Expected value is the theoretical average outcome of a random experiment if it were repeated infinitely many times. For a discrete random variable, it is the probability-weighted sum of all possible outcomes: E(X) = Σ xᵢP(xᵢ). It represents the "center of mass" of the probability distribution. Note that the expected value may not be a possible outcome itself — a die has E(X) = 3.5, which you can never actually roll.
How is expected value used in gambling?
In gambling, expected value tells you the average amount you win or lose per bet in the long run. A negative expected value means the house has an edge. For example, in American roulette betting on a single number: E(X) = (35)(1/38) + (-1)(37/38) = -$0.053 per dollar bet. This means you lose about 5.3 cents per dollar wagered on average. No betting strategy can overcome a negative expected value in the long run.
What if probabilities don't sum to 1?
For a valid probability distribution, all probabilities must sum to exactly 1 (representing certainty that one of the outcomes will occur). If they sum to less than 1, you may be missing outcomes. If they sum to more than 1, some probabilities are too high. The calculator will still compute E(X) but will flag the issue. Common causes include rounding errors (e.g., 1/3 ≈ 0.333) or forgetting to include all possible outcomes.
What is the relationship between expected value and variance?

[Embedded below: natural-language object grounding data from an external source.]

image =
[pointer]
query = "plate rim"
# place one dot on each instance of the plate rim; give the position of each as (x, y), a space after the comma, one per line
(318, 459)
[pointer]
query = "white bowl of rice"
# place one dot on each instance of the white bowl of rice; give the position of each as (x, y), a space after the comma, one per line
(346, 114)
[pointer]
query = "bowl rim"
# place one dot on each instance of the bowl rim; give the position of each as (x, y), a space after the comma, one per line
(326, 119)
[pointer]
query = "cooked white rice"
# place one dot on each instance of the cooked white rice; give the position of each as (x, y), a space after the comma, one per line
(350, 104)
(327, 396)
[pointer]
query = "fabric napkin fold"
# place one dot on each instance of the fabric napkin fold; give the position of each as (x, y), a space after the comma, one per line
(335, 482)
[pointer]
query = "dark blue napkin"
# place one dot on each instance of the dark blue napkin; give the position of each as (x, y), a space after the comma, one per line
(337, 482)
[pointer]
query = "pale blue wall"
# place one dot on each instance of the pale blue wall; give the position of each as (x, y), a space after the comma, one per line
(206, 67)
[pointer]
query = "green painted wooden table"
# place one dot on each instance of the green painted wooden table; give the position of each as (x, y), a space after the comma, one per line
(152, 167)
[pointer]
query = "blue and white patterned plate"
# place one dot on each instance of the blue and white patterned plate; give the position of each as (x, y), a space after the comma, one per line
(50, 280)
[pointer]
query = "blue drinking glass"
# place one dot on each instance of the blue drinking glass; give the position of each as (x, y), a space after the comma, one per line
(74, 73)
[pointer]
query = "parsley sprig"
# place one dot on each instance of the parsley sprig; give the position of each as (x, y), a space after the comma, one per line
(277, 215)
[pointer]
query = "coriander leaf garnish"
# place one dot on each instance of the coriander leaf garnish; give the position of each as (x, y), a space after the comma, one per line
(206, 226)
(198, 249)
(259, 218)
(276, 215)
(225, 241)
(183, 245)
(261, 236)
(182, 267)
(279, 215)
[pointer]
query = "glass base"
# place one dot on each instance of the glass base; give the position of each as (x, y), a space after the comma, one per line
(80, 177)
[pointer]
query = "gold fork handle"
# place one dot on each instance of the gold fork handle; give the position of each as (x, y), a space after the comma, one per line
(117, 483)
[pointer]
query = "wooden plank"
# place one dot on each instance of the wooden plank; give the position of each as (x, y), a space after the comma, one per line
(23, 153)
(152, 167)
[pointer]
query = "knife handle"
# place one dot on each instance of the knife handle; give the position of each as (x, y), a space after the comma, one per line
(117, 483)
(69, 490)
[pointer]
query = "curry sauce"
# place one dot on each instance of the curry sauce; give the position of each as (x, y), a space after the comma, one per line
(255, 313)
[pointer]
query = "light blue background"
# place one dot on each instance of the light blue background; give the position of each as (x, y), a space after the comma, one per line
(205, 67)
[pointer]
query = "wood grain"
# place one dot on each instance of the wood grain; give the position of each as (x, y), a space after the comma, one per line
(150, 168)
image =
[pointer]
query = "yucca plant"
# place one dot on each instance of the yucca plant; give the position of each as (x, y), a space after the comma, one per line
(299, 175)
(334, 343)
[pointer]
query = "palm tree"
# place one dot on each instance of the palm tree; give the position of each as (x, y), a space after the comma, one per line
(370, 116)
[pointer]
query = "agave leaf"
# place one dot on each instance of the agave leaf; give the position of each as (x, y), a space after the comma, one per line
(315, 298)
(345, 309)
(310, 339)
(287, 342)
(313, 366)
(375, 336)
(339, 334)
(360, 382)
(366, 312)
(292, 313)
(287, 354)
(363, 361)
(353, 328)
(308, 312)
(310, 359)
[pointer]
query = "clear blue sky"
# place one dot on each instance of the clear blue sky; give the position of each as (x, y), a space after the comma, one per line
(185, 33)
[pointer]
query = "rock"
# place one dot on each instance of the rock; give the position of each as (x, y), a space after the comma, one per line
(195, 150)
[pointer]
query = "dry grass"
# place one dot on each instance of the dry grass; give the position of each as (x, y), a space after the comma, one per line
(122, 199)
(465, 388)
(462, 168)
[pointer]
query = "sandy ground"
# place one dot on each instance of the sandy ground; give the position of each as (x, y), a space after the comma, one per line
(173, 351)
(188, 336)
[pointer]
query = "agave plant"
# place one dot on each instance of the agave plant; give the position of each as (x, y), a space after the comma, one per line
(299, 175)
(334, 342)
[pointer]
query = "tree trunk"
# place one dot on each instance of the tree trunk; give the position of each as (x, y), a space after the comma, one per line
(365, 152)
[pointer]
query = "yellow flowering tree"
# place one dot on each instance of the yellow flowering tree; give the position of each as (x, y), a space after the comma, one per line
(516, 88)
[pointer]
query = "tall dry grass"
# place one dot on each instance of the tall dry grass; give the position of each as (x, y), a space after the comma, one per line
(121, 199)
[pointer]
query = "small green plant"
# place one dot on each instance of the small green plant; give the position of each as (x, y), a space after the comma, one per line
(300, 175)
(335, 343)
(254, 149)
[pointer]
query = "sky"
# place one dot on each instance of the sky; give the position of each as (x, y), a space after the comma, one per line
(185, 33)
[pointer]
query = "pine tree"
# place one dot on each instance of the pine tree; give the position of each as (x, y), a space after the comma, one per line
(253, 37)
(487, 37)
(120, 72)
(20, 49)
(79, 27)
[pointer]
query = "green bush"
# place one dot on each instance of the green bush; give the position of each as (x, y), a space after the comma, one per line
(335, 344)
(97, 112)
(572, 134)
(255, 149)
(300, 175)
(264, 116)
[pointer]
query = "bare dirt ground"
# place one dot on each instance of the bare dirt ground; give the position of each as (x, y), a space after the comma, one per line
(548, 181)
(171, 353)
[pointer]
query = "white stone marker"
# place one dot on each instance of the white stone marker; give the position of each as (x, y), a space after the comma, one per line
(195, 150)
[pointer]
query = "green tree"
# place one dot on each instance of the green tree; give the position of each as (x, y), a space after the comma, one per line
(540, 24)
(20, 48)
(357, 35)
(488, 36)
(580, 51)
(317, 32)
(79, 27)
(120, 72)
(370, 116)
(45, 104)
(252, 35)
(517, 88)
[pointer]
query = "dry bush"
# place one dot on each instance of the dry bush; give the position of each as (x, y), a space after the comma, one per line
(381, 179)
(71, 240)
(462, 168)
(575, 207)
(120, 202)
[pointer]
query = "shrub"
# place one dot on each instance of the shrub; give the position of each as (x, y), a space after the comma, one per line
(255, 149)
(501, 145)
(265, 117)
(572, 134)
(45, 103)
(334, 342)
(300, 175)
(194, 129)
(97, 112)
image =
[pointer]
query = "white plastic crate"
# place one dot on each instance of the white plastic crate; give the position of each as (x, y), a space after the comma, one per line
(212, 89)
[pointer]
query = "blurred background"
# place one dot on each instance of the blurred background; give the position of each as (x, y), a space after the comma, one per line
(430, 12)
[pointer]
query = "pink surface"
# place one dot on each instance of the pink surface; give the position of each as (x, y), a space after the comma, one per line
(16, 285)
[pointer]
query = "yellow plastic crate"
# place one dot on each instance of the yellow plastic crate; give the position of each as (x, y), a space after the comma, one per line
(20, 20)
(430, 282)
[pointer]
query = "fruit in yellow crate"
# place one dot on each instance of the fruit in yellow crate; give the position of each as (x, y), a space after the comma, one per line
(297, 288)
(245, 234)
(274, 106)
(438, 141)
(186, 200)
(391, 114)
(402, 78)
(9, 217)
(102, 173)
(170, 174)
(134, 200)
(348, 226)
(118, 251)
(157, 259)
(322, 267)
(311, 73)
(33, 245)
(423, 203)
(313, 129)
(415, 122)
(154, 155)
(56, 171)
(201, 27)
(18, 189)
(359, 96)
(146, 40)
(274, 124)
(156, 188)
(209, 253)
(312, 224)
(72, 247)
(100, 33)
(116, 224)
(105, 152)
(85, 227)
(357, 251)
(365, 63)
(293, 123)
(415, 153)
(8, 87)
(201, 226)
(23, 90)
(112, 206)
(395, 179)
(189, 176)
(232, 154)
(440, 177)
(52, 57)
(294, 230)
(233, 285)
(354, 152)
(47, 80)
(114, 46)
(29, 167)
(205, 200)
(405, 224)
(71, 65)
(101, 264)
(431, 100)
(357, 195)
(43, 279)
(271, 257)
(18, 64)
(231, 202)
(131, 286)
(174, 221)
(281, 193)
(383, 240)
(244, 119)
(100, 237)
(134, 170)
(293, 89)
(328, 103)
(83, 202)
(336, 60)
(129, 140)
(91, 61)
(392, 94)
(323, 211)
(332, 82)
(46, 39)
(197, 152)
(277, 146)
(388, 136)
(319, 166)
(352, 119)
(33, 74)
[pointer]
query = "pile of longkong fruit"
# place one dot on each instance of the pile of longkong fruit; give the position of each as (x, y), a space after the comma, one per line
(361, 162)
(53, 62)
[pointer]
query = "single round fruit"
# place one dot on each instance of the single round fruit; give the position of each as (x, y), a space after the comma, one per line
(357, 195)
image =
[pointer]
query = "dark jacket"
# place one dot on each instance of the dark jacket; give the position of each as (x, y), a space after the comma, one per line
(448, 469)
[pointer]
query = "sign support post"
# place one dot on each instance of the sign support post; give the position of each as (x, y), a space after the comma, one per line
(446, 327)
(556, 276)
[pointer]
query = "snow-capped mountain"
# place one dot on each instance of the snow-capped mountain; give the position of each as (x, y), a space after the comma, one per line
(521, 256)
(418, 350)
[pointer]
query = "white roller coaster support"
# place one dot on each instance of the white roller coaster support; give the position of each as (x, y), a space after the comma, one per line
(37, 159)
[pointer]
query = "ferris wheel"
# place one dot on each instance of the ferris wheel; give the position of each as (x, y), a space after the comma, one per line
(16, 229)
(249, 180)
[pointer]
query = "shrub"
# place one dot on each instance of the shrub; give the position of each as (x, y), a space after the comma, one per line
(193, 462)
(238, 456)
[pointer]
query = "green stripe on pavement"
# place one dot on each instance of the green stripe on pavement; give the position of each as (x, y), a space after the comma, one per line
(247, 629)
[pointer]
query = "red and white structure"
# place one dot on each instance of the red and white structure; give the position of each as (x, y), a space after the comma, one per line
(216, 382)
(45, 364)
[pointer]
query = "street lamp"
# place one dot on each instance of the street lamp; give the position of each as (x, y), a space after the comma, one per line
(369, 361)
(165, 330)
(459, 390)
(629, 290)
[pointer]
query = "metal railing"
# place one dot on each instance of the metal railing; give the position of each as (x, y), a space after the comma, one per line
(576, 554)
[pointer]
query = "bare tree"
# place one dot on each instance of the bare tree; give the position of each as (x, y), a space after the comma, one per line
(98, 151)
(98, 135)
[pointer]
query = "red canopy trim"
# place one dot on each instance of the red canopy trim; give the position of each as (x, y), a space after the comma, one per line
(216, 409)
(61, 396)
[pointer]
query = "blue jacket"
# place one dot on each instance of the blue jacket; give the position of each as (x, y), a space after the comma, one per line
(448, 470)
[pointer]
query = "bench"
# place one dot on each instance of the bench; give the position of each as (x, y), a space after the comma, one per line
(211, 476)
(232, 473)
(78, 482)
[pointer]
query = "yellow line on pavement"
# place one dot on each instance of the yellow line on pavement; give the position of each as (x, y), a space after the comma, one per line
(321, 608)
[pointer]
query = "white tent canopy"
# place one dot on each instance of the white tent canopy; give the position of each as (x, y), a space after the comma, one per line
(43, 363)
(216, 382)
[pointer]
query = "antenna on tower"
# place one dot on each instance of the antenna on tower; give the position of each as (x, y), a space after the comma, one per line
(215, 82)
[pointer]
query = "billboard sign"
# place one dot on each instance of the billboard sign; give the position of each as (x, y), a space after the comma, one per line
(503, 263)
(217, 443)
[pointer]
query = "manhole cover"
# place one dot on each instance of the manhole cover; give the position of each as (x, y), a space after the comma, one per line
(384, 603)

Expected value tells you the center (average) of the distribution; variance tells you the spread. Two distributions can have the same expected value but very different variances. For example, getting $50 with certainty has E(X)=$50 and Var=0, while a 50/50 chance of $0 or $100 also has E(X)=$50 but Var=2500. In decision-making, risk-averse people prefer lower variance for the same expected value.
Can expected value be negative?
Yes. Expected value can be any real number — positive, negative, or zero. Negative expected values are common in gambling (the house edge), insurance premiums (you pay more than your expected claims), and lottery tickets (expected return is less than the ticket price). A negative E(X) means you expect to lose money on average. However, people may still rationally accept negative expected value for entertainment or risk reduction (insurance).
How does expected value apply to insurance?
Insurance has negative expected value for the buyer (premiums exceed expected claims) but provides value through risk reduction. If your house has a 0.1% chance of $300,000 fire damage, the expected loss is $300/year. You might pay $500/year in premiums (negative EV of -$200), but you eliminate the catastrophic risk. The insurance company profits because they pool many independent risks, and the law of large numbers ensures their actual losses approach the expected value.